Entretanto, a repercussão instantânea de suas investigações, ainda que amparadas na palavra suposta, é corrosiva para reputações. Uma vez que as acusações são levadas ao conhecimento da sociedade, os efeitos do tribunal midiático são implacáveis. Para a imprensa, é natural que a autoridade constituída dispense a presença vigorosa do contraditório. Assim, ao emprestar credibilidade para a versão das autoridades, o outro lado é contemplado de forma burocrática e formal. Ao atingir com velocidade uma ampla audiência, a acusação adquire notável peso simbólico — e o aspecto simbólico para o acusado, desprovido de mecanismos protetivos, tem muitas vezes a força de tornar a realidade insuportável.
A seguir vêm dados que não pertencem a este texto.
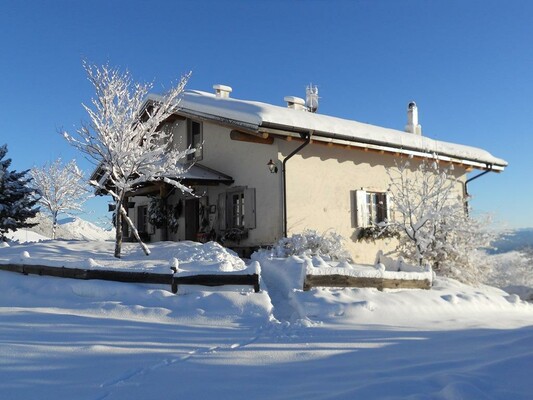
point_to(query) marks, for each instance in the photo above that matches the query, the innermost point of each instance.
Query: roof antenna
(311, 98)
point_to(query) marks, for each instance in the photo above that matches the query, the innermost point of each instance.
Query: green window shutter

Para os políticos, ingressar na arena disputadíssima das campanhas eleitorais sob a pecha de desaprovação do Ministério Público custa votos, alimenta dúvidas e é combustível para a rejeição dos eleitores. Em especial quando, frente à acentuada judicialização da política, fica difícil separar o “joio” do trigo.

A enorme responsabilidade de promotores diante do fato de que sua atuação desequilibra o jogo político deve merecer amplo debate. Sobretudo porque — como ressaltado no início — a premissa da imparcialidade esbarra no muro tênue das paixões, dos interesses, da coloração ideológica e da motivação política. Quando tudo se mistura — somos constituídos de “vastas emoções e pensamentos imperfeitos”, pegando emprestado o título do livro de Rubem Fonseca —, desvios são cometidos e investigações, às vezes pífias, como no caso em questão, são transformadas em atos políticos concretos, que transcendem a esfera jurídica.
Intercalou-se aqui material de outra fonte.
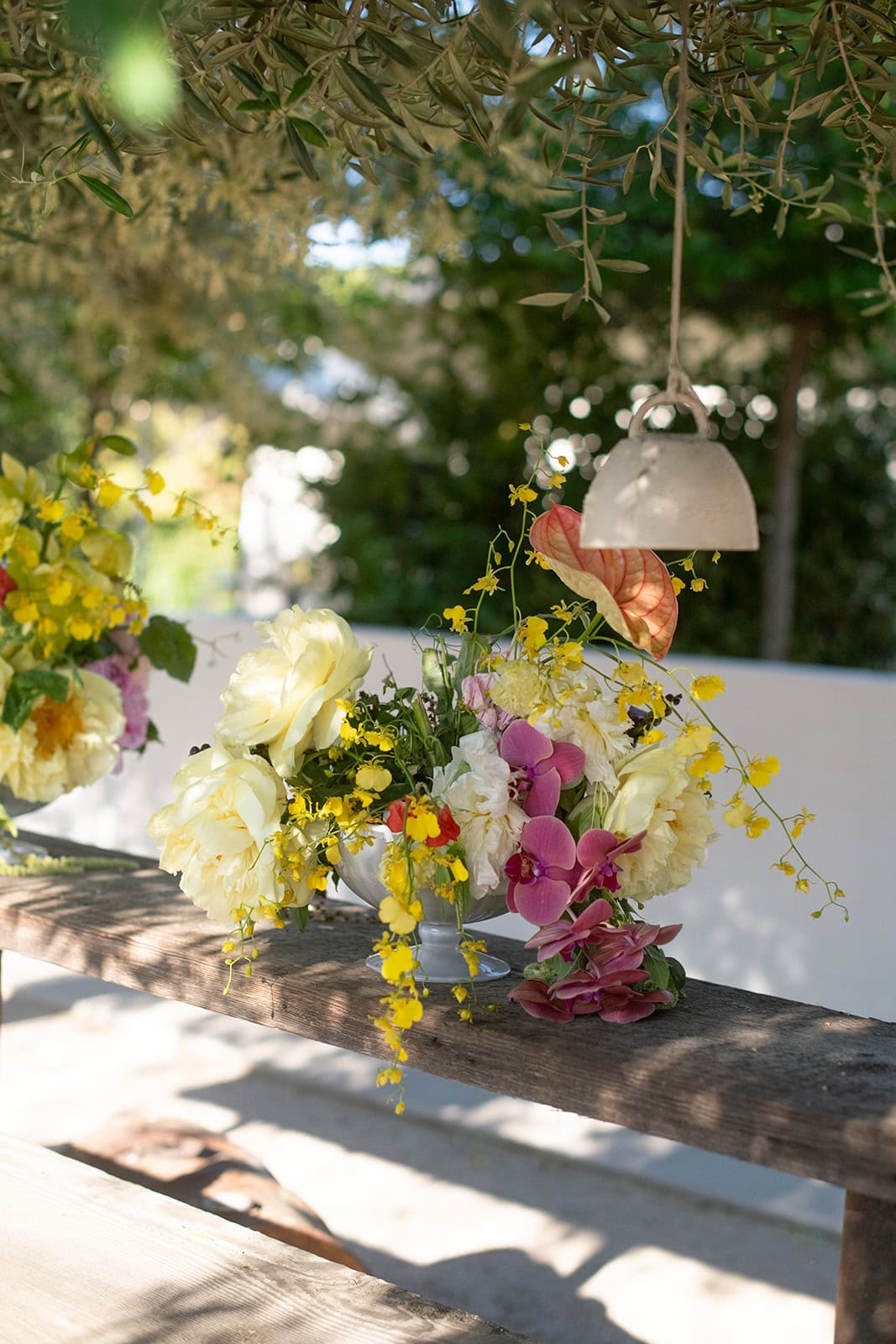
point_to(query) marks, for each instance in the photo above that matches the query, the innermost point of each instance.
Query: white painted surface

Oculta sobre a blindagem do aparato da carreira de Estado — encorajada pela admiração da mídia, estimulada pela plateia ávida por “justiçamentos” e incensada por aqueles que confiam em órgãos tecnicamente “isentos” (sem a impureza das ideologias e das preferências políticas), a ação “moralizadora” de agentes de Estado segue colocando em risco a própria democracia.

O debate remete para a pergunta “Por que a Folha não assume?” (31 agosto de 2014), na qual uma jornalista indagava o porquê de o jornal não manifestar apoio explícito para candidatos à Presidência da República, como fazem publicações na Europa e nos Estados Unidos. O questionamento da então ombudsman Vera Guimarães Martins continua atual para toda a imprensa brasileira e pode ser estendido também para instituições e atores sociais que detêm o capital simbólico da credibilidade.
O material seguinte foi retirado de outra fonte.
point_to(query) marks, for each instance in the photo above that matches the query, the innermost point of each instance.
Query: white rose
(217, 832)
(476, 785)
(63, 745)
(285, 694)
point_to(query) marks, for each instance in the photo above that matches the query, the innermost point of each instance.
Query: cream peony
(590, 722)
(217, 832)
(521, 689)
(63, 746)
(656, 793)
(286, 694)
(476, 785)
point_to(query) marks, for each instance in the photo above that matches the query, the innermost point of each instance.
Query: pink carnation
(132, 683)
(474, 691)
Para quem compreende a democracia como valor absoluto, a pergunta persiste como desafio: de que modo administrar as preferências e valores individuais e como fazer a boa gestão das prerrogativas sem influenciar o jogo político?

Imiscuir-se, sem transparência, nas preferências eleitorais, pode revelar sinal de força no presente. Infelizmente, entretanto, o enfraquecimento dos pilares constitucionais das instituições será o legado para o futuro.